MLBEDSW-4602: Fix Deepspeech scale & bias reuse issue.

 - Deepspeech reuses identical weights and biases throughout
   the network. Since biases are now interleaved with weights
   there is a scaling issue when the ifm scales differ between
   operations using the same weight and scale tensor.

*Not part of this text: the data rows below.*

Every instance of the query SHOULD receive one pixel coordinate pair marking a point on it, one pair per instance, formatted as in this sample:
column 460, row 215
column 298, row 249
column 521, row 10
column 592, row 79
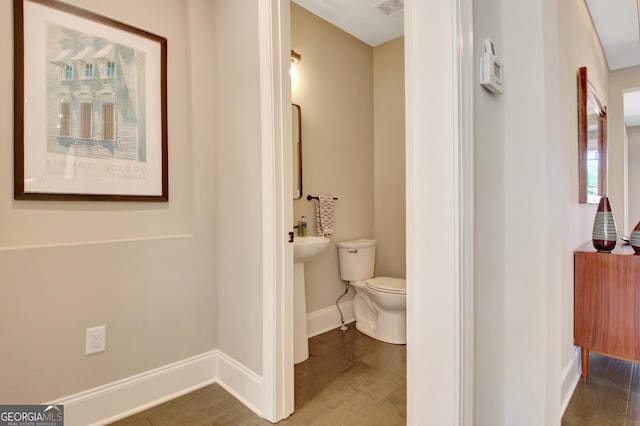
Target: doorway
column 438, row 144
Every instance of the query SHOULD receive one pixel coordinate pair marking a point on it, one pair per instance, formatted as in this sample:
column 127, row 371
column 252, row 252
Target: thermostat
column 490, row 69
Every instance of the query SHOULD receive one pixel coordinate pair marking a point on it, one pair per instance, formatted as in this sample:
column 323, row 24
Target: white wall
column 145, row 270
column 238, row 179
column 524, row 265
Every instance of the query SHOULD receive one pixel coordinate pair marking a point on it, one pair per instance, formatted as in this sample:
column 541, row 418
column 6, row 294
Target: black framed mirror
column 592, row 141
column 296, row 120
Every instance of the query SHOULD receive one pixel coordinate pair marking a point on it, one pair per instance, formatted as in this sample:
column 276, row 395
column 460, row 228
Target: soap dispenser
column 302, row 227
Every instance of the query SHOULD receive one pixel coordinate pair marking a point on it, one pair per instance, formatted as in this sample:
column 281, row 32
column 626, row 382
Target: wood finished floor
column 610, row 397
column 349, row 379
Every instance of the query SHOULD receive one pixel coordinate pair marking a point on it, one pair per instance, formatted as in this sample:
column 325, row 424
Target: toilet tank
column 357, row 259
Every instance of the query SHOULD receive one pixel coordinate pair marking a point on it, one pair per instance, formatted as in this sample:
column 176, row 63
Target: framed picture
column 90, row 106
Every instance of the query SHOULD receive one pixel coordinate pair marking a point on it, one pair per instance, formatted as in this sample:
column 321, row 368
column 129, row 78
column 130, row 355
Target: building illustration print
column 95, row 105
column 91, row 107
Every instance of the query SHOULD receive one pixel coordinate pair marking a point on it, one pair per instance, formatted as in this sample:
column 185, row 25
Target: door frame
column 439, row 140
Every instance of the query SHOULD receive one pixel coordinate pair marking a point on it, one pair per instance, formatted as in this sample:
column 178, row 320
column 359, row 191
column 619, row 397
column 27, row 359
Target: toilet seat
column 388, row 285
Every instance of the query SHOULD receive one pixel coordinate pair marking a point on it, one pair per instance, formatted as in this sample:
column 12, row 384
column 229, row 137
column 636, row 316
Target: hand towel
column 324, row 215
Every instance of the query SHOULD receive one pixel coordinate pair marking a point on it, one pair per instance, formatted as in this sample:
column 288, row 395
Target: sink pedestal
column 304, row 249
column 300, row 340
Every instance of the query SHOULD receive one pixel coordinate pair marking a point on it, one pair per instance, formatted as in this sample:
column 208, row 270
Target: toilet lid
column 388, row 285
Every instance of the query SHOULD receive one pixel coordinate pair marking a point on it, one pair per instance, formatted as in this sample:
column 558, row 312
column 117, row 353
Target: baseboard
column 326, row 319
column 123, row 398
column 242, row 383
column 570, row 379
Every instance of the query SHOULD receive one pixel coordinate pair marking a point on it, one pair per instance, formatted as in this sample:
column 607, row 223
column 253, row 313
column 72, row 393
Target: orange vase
column 634, row 238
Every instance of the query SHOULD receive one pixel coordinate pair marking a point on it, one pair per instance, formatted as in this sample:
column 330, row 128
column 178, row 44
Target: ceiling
column 362, row 19
column 617, row 25
column 616, row 22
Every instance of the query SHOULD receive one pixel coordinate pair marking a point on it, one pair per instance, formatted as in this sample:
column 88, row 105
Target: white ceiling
column 360, row 18
column 616, row 22
column 617, row 25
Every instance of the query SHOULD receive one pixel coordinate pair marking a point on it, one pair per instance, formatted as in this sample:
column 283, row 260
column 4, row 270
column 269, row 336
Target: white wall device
column 491, row 70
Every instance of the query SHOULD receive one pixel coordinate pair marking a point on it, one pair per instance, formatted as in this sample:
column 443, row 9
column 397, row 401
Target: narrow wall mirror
column 592, row 140
column 296, row 119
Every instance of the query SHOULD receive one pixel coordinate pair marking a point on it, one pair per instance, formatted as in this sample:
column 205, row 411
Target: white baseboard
column 240, row 382
column 570, row 379
column 326, row 319
column 123, row 398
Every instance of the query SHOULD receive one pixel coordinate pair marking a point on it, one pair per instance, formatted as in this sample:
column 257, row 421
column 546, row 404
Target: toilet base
column 383, row 326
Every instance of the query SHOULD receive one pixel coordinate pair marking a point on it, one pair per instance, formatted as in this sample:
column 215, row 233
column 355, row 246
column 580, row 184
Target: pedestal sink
column 304, row 249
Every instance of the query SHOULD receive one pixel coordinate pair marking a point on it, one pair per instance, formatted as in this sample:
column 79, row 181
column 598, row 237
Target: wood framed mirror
column 296, row 120
column 592, row 141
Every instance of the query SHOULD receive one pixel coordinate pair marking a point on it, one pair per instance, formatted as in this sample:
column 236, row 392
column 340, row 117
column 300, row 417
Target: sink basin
column 304, row 248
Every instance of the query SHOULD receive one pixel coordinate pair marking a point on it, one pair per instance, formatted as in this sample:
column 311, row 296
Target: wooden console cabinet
column 607, row 303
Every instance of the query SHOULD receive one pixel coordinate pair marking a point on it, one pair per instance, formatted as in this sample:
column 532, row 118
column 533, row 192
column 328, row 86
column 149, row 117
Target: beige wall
column 153, row 283
column 489, row 280
column 350, row 150
column 578, row 46
column 619, row 81
column 388, row 169
column 335, row 92
column 634, row 176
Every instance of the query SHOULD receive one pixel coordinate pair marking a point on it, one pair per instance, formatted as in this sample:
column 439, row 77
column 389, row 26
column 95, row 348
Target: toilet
column 380, row 304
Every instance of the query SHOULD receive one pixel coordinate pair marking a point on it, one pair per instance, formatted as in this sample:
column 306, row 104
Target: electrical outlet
column 96, row 340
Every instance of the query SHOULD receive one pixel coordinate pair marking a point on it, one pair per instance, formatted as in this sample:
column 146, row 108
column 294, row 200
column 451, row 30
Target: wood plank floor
column 610, row 397
column 349, row 379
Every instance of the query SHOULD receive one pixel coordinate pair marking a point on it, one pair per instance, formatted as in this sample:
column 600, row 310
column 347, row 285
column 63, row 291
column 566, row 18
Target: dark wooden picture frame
column 90, row 106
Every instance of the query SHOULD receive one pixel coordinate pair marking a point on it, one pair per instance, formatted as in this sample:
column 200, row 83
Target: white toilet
column 380, row 304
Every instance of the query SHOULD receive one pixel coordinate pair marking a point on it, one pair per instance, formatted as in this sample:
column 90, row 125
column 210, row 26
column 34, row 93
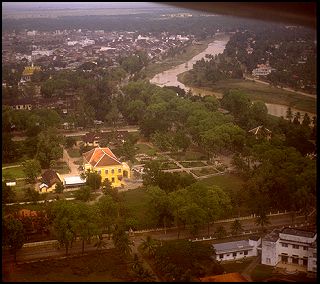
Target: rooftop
column 232, row 246
column 298, row 232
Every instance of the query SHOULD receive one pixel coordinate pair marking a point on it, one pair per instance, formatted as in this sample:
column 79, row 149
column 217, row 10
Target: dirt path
column 248, row 270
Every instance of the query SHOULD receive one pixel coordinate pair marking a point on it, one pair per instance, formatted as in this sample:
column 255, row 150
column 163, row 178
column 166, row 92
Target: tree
column 236, row 227
column 108, row 211
column 65, row 220
column 59, row 187
column 8, row 195
column 121, row 241
column 87, row 224
column 106, row 187
column 262, row 220
column 48, row 147
column 83, row 193
column 13, row 235
column 70, row 142
column 149, row 245
column 32, row 169
column 93, row 180
column 221, row 232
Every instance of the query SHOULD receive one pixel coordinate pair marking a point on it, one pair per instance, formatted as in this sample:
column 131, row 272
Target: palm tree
column 236, row 227
column 121, row 241
column 149, row 245
column 262, row 220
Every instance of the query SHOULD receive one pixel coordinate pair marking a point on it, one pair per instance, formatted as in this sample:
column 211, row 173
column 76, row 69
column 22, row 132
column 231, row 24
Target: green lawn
column 227, row 182
column 74, row 153
column 61, row 167
column 145, row 149
column 266, row 93
column 261, row 272
column 236, row 266
column 192, row 164
column 169, row 166
column 16, row 172
column 136, row 201
column 204, row 171
column 108, row 266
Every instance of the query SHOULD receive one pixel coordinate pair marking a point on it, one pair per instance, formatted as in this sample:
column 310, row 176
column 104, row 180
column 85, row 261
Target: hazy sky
column 18, row 6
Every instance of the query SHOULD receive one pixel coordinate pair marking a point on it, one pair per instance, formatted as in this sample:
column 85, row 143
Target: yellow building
column 105, row 163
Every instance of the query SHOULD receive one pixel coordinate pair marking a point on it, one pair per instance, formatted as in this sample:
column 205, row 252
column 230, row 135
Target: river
column 170, row 77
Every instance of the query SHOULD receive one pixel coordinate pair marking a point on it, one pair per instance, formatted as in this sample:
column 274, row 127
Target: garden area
column 192, row 164
column 13, row 173
column 61, row 167
column 106, row 266
column 188, row 156
column 204, row 171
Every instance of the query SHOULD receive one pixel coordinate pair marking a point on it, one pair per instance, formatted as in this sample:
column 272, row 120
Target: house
column 104, row 162
column 261, row 132
column 23, row 103
column 28, row 73
column 262, row 70
column 49, row 180
column 226, row 277
column 237, row 249
column 290, row 246
column 73, row 181
column 91, row 139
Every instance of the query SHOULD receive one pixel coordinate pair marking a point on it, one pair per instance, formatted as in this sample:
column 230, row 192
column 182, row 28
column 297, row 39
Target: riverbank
column 190, row 51
column 257, row 91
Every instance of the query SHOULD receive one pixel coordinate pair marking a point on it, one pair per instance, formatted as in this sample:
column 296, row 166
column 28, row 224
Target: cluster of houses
column 69, row 49
column 292, row 247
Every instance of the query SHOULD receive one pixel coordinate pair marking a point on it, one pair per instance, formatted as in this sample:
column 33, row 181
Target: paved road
column 47, row 251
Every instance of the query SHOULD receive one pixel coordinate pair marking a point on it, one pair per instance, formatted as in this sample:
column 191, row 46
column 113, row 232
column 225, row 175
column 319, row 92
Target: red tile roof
column 101, row 157
column 227, row 277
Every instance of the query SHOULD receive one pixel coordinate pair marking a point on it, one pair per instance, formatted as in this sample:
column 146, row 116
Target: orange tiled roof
column 101, row 157
column 227, row 277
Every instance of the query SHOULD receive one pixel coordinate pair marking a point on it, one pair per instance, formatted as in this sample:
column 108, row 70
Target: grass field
column 261, row 272
column 263, row 92
column 16, row 172
column 188, row 156
column 192, row 164
column 169, row 166
column 191, row 51
column 61, row 167
column 136, row 201
column 145, row 149
column 74, row 153
column 94, row 267
column 236, row 266
column 204, row 172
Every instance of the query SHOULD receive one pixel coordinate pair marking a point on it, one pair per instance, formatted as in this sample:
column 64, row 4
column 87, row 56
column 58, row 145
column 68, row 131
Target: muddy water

 - This commit uses interleaved weights/scales on their first use
   but separates scales to source memory on subsequent use (if
   the ifm scale is different).

Signed-off-by: Tim Hall <tim.hall@arm.com>
Change-Id: I7aae163438160a919cae04e235966e75355a6148
diff --git a/ethosu/vela/high_level_command_to_npu_op.py b/ethosu/vela/high_level_command_to_npu_op.py
index 4ef7bee..80d0e47 100644
--- a/ethosu/vela/high_level_command_to_npu_op.py
+++ b/ethosu/vela/high_level_command_to_npu_op.py
@@ -267,11 +267,14 @@
     return fm
 
 
-def create_weights(weight_tensor: Tensor, weight_box: Box, arch: ArchitectureFeatures) -> List[NpuAddressRange]:
+def create_weights(
+    weight_tensor: Tensor, weight_box: Box, scale_tensor: Tensor, arch: ArchitectureFeatures
+) -> List[NpuAddressRange]:
     """Returns address ranges for weights and scales"""
     weights = []
     biases = []
-    region = get_region(weight_tensor.mem_type, arch)
+    shared_region = get_region(weight_tensor.mem_type, arch)
+    scale_region = scale_tensor and get_region(scale_tensor.mem_type, arch)
 
     w_tensor_src = weight_tensor
     if weight_tensor.src_tensor:
@@ -300,11 +303,19 @@
 
             # Location of weights in tensor
             addr_range = NpuAddressRange(
-                region, int(address + weight_range.weight_offset), round_up(int(weight_range.weight_bytes), 16)
+                shared_region, int(address + weight_range.weight_offset), round_up(int(weight_range.weight_bytes), 16)
             )
             weights.append(addr_range)
-            # Location of biases in tensor
-            addr_range = NpuAddressRange(region, int(address), round_up(int(weight_range.scale_bytes), 16))
+
+            # Location of standalone scales or combined weights tensor scales
+            if scale_tensor:
+                assert scale_tensor.src_tensor is None  # Must be standalone
+                scale_range = scale_tensor.encoded_ranges[key]
+                address = scale_tensor.address + scale_range.offset
+                addr_range = NpuAddressRange(scale_region, int(address), round_up(int(scale_range.scale_bytes), 16))
+            else:
+                addr_range = NpuAddressRange(shared_region, int(address), round_up(int(weight_range.scale_bytes), 16))
+
             biases.append(addr_range)
 
     return weights, biases
@@ -351,7 +362,7 @@
     npu_op.ofm.quantization = get_ofm_quantization(ps, cmd.ofm_tensor)
 
     if cmd.weight_tensor is not None:
-        npu_op.weights, npu_op.biases = create_weights(cmd.weight_tensor, cmd.weight_box, arch)
+        npu_op.weights, npu_op.biases = create_weights(cmd.weight_tensor, cmd.weight_box, cmd.scale_tensor, arch)
     npu_op.activation = create_npu_activation(op)
     npu_op.fused_quantize = any(op.type == Op.Quantize for op in ps.ops)
     npu_op.rounding_mode = get_rounding_mode(op, npu_op.fused_quantize)